New works in concrete by Boris Tarantula” 

says the red banner in white letters, stretched across the façade of the building on golden cords with tassels hanging from the knotted ends.

Steve Strether has parked and joins Artie Bliemischand me at the entrance where he dropped us off to spare Artie’s injured foot.  She leans on her walking stick, with lines of yellow and white stars spiraling up the deep green shaft from the bottom like a stellar barber pole.

“Look, there he is!”

“Who?”

“Seymour Van Rijn, Fred!”

“Who? That guy in the aviators?”

“No, he must be security, check his right ear.  No, I mean the old man … he is over ninety and still pretty active.  See him there, with Frank Vasari and the crowd around them?”

They are strolling along a sky-blue carpet that leads visitors into the gallery and around the exhibition then into the courtyard.
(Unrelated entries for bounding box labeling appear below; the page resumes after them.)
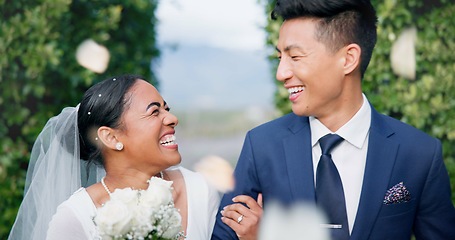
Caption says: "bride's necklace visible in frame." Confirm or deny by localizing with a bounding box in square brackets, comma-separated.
[101, 171, 164, 196]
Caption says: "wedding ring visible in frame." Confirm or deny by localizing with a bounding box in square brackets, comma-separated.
[237, 214, 243, 224]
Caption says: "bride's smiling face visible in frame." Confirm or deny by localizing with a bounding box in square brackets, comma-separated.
[118, 80, 181, 168]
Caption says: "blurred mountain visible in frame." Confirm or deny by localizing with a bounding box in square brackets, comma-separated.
[155, 45, 276, 169]
[155, 45, 275, 111]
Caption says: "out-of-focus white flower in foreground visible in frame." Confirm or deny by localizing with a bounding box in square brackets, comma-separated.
[76, 39, 110, 73]
[259, 202, 330, 240]
[194, 155, 234, 193]
[390, 27, 417, 80]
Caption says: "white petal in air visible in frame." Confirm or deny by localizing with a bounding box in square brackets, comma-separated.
[259, 202, 330, 240]
[390, 27, 417, 80]
[76, 39, 110, 73]
[194, 156, 234, 193]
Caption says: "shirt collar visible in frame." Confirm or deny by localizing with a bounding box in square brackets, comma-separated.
[309, 94, 371, 149]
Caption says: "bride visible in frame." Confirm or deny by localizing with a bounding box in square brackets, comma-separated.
[9, 75, 219, 240]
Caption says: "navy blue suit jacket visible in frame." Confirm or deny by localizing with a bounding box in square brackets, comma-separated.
[212, 106, 455, 240]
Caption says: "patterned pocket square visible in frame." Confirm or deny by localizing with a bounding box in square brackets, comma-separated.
[383, 182, 411, 205]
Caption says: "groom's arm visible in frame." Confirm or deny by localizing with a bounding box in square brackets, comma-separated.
[211, 133, 260, 240]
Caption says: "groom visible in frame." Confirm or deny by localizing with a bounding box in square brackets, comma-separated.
[212, 0, 455, 240]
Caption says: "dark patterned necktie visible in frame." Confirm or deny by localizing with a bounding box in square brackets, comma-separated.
[316, 134, 349, 240]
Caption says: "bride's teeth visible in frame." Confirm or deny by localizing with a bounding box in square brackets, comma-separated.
[160, 135, 175, 146]
[288, 87, 305, 94]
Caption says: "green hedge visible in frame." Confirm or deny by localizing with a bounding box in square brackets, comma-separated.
[266, 0, 455, 203]
[0, 0, 159, 239]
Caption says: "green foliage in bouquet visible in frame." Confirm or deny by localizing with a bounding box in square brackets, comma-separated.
[266, 0, 455, 202]
[0, 0, 159, 236]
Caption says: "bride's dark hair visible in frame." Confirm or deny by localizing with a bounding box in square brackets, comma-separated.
[77, 75, 144, 166]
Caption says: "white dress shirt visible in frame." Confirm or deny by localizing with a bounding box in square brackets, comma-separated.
[310, 94, 371, 233]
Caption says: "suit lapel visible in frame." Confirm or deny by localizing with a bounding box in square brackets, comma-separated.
[283, 116, 315, 202]
[351, 107, 399, 239]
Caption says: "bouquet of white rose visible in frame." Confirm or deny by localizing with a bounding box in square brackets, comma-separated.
[94, 177, 184, 240]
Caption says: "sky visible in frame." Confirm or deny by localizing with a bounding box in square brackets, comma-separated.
[155, 0, 274, 110]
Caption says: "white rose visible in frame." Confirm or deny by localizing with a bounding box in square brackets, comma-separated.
[134, 201, 157, 237]
[95, 199, 133, 236]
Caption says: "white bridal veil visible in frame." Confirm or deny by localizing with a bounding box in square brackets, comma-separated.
[8, 105, 105, 240]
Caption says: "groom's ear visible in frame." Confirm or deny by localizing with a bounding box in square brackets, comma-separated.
[97, 126, 118, 150]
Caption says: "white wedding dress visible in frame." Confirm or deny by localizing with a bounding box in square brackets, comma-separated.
[47, 167, 220, 240]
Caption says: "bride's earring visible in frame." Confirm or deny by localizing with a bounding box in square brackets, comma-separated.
[115, 142, 123, 151]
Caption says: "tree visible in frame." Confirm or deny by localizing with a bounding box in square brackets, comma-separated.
[0, 0, 159, 236]
[266, 0, 455, 202]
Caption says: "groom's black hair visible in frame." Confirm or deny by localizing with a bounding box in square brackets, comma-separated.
[271, 0, 377, 76]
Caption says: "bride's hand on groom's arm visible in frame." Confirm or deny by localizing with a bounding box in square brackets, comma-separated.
[221, 194, 262, 240]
“Yes, isn’t that Gloriani, there too?”

“Always, Giuseppe is Boris’s shadow, agent, and fixer.  He set up the sponsorship.”

“What do you mean?”

“Gloriani got Seymour to foot the bill for this whole show.”

“You mean he owns this stuff.”

“He is donating it to P.U. after this.”

Steve takes Artie’s elbow as she looks down at her foot, wrapped with a protective black ‘Orthopedic Wedge Healing Shoe’ with white socked toes protruding through the open front.  She has painted it with orange and yellow paisleys.
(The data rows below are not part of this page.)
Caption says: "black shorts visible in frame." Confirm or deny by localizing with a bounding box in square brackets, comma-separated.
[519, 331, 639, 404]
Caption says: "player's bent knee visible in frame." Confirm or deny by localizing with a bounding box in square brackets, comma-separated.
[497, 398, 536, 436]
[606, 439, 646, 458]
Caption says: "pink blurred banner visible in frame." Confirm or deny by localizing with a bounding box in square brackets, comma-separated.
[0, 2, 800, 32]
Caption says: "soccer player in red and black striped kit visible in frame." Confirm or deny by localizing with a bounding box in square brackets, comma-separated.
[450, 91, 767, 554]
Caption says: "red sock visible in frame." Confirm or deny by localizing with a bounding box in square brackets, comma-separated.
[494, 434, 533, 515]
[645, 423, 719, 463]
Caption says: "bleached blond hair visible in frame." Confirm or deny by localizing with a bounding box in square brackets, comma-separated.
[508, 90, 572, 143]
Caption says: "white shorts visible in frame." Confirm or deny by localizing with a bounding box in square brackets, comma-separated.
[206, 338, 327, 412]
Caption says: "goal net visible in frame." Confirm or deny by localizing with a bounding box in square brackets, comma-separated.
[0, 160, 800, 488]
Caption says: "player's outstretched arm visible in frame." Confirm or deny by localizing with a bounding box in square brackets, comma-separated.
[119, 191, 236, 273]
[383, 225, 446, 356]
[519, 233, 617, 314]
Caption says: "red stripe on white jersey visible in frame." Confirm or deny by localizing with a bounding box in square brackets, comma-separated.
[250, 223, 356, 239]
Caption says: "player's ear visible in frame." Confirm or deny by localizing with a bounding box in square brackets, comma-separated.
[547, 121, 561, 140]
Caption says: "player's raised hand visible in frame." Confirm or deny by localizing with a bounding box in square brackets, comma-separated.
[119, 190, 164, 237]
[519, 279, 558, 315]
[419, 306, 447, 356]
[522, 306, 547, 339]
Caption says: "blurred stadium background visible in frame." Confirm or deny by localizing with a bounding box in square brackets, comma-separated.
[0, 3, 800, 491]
“He is loaded, developed the Van Rijn estates out of cow pasture, back in the sixties, you know.”

“A far-sighted man, Steve!”

We enter the gallery which is dominated by a massive lump of unfinished concrete, roughly dome shaped, called “Mammon’s Pantheon.”

A helpful docent tells us,

“It weighs over fifteen-tons, made with coins from every country in the world, mixed into the cement, gravel and sand. Isn’t it a great idea?”

“Very clever.”

Steve speaks from behind a hand up at his beard.  The young docent smiles at Artie.
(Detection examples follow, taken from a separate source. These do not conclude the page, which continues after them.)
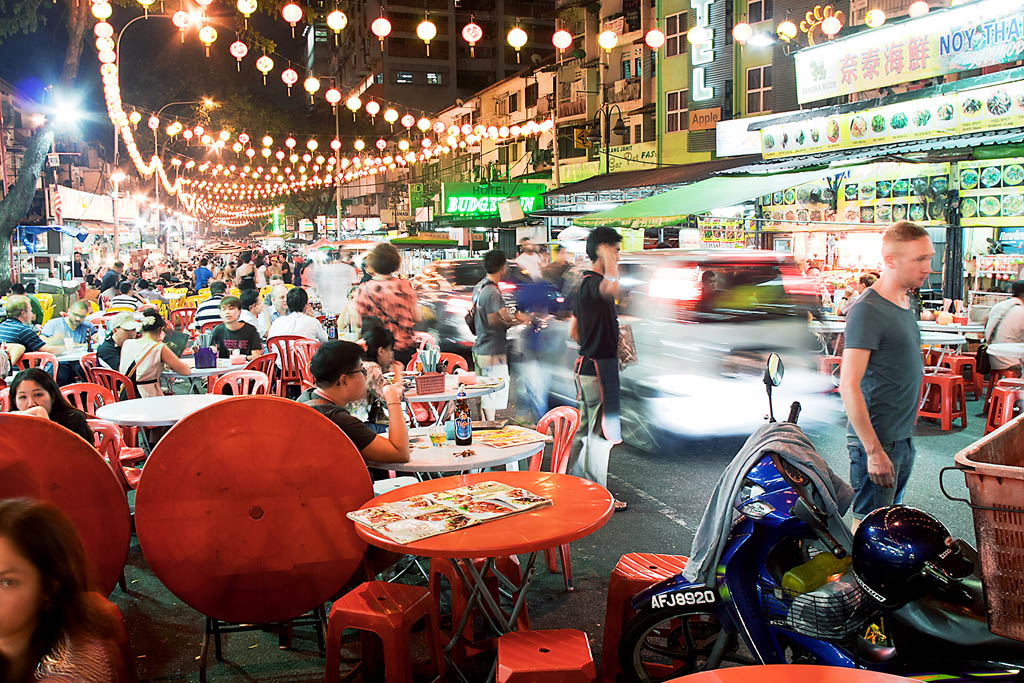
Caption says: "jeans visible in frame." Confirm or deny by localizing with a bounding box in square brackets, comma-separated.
[567, 375, 614, 488]
[847, 436, 914, 519]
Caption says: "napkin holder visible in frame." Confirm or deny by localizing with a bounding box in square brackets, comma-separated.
[193, 346, 217, 370]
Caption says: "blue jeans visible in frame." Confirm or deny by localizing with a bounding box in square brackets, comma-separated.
[846, 436, 914, 519]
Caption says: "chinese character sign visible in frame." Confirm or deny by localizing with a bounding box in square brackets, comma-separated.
[795, 0, 1024, 104]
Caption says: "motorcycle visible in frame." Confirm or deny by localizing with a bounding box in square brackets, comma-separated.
[618, 354, 1024, 683]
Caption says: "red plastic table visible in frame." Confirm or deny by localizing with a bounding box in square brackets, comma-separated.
[668, 664, 914, 683]
[355, 472, 614, 663]
[0, 413, 131, 595]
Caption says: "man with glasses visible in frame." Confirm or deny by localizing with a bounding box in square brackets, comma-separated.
[299, 340, 409, 463]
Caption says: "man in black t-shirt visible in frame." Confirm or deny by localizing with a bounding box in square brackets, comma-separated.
[210, 297, 263, 360]
[568, 226, 626, 510]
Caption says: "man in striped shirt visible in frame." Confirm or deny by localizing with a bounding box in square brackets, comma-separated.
[0, 295, 65, 354]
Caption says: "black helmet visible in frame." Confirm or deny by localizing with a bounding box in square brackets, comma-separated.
[853, 505, 973, 608]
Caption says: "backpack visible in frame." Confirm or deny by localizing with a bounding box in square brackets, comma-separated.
[466, 280, 498, 336]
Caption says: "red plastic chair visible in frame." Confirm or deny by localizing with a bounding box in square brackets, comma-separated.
[170, 308, 196, 331]
[60, 382, 115, 418]
[78, 352, 99, 382]
[210, 370, 270, 396]
[14, 351, 57, 380]
[87, 419, 142, 493]
[529, 405, 580, 591]
[266, 335, 309, 396]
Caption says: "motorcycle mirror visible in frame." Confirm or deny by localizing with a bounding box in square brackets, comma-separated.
[764, 353, 785, 386]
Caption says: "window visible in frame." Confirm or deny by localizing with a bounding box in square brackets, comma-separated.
[746, 0, 772, 24]
[523, 83, 541, 109]
[665, 12, 686, 57]
[665, 90, 689, 133]
[746, 67, 771, 114]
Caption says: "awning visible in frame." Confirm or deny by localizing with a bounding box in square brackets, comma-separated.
[544, 156, 758, 197]
[572, 169, 840, 227]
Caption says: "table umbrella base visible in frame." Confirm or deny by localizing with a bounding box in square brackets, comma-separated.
[199, 605, 327, 683]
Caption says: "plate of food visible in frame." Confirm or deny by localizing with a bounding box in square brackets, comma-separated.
[961, 197, 978, 218]
[961, 168, 979, 189]
[981, 166, 1002, 187]
[978, 197, 1002, 217]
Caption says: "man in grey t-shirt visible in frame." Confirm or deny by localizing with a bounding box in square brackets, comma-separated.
[473, 249, 529, 420]
[840, 221, 935, 528]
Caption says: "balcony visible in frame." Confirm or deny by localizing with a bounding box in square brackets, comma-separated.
[604, 79, 640, 103]
[558, 95, 587, 119]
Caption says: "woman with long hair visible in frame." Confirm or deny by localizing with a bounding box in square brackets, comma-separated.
[0, 499, 134, 683]
[119, 309, 191, 397]
[10, 368, 93, 445]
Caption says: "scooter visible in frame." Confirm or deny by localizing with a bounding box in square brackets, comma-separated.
[618, 354, 1024, 683]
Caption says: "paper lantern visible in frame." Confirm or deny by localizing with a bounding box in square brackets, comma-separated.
[551, 29, 572, 52]
[643, 29, 665, 50]
[462, 18, 483, 57]
[227, 40, 249, 71]
[732, 22, 754, 45]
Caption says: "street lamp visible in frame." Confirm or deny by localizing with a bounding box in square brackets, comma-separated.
[587, 104, 627, 174]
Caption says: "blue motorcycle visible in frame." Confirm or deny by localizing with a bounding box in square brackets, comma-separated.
[618, 354, 1024, 683]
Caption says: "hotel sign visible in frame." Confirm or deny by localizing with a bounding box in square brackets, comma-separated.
[794, 0, 1024, 104]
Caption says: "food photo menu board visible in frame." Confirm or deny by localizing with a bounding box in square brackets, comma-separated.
[837, 164, 949, 228]
[348, 481, 552, 545]
[957, 158, 1024, 227]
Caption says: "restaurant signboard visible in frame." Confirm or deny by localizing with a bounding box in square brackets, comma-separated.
[794, 0, 1024, 104]
[761, 75, 1024, 159]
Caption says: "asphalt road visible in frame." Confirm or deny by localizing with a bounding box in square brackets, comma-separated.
[112, 389, 984, 681]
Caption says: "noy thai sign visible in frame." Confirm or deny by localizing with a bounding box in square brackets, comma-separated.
[794, 0, 1024, 104]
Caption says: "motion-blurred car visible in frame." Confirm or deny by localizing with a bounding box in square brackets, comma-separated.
[411, 258, 564, 354]
[519, 249, 837, 450]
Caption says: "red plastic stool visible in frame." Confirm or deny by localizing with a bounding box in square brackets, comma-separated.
[601, 553, 688, 681]
[941, 353, 983, 400]
[324, 581, 444, 683]
[918, 372, 967, 431]
[818, 355, 843, 392]
[985, 368, 1021, 413]
[496, 629, 597, 683]
[985, 386, 1024, 434]
[427, 555, 529, 661]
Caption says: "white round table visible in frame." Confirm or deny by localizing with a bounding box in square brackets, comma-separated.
[162, 355, 236, 393]
[96, 393, 231, 427]
[367, 435, 545, 473]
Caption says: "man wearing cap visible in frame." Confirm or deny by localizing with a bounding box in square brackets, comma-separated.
[96, 312, 140, 370]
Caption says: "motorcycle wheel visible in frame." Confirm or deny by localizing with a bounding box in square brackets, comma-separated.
[618, 607, 736, 683]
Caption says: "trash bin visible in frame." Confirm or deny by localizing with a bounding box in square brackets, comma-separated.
[942, 416, 1024, 640]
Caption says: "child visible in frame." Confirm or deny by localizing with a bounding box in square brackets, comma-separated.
[210, 296, 263, 359]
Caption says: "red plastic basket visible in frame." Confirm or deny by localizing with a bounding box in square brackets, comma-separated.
[943, 416, 1024, 640]
[416, 373, 444, 396]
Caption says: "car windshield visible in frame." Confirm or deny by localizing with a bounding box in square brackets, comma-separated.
[622, 260, 810, 323]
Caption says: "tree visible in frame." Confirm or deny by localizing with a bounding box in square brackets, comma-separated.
[0, 0, 90, 292]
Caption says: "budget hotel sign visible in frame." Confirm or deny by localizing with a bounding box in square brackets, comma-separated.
[794, 0, 1024, 104]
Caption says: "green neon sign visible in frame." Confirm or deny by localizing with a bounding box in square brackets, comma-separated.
[444, 196, 541, 216]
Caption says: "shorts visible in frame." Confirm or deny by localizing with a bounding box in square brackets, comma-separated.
[473, 353, 509, 411]
[847, 436, 914, 519]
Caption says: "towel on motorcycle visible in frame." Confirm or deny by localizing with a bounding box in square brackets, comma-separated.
[683, 422, 853, 588]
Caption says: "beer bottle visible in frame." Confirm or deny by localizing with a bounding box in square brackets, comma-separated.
[455, 384, 473, 445]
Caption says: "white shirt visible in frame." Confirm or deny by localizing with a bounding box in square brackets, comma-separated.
[266, 313, 327, 344]
[515, 252, 542, 280]
[239, 310, 267, 339]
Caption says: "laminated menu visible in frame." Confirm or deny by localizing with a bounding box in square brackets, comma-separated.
[348, 481, 552, 545]
[473, 425, 548, 449]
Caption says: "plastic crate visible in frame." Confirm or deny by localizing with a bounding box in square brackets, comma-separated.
[416, 373, 444, 396]
[942, 416, 1024, 640]
[758, 572, 877, 640]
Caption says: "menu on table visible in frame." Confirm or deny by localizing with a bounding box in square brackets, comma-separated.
[473, 425, 548, 449]
[348, 481, 552, 545]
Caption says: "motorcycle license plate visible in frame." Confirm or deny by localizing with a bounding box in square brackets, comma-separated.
[650, 588, 717, 609]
“Hi Professor, Bliemisch.”

“Jackie, you look great in that black outfit.”

“Thanks Professor Bliemisch.  Did you see the show go up?”

“No, I was long gone. So, Jackie, how much dough did he mix into this thing?”

“The total value is said to be worth over two hundred thousand dollars.”

Jackie looks over her shoulder.

“Sorry, I got to go!”

“Jackie was in my drawing class, Fred.”

“I didn’t know you were teaching here.”

“I am not.  It barely lasted one semester.”

“When was that?”

“About a year or so ago, well maybe two.  I don’t want to remember any of it. I think they gave the position to Daisy Briscoe.”

“They keep the students busy around here.”

We look more closely and find facets of various coins emerging from the aggregate like gifts. Steve walks around the piece and comes back.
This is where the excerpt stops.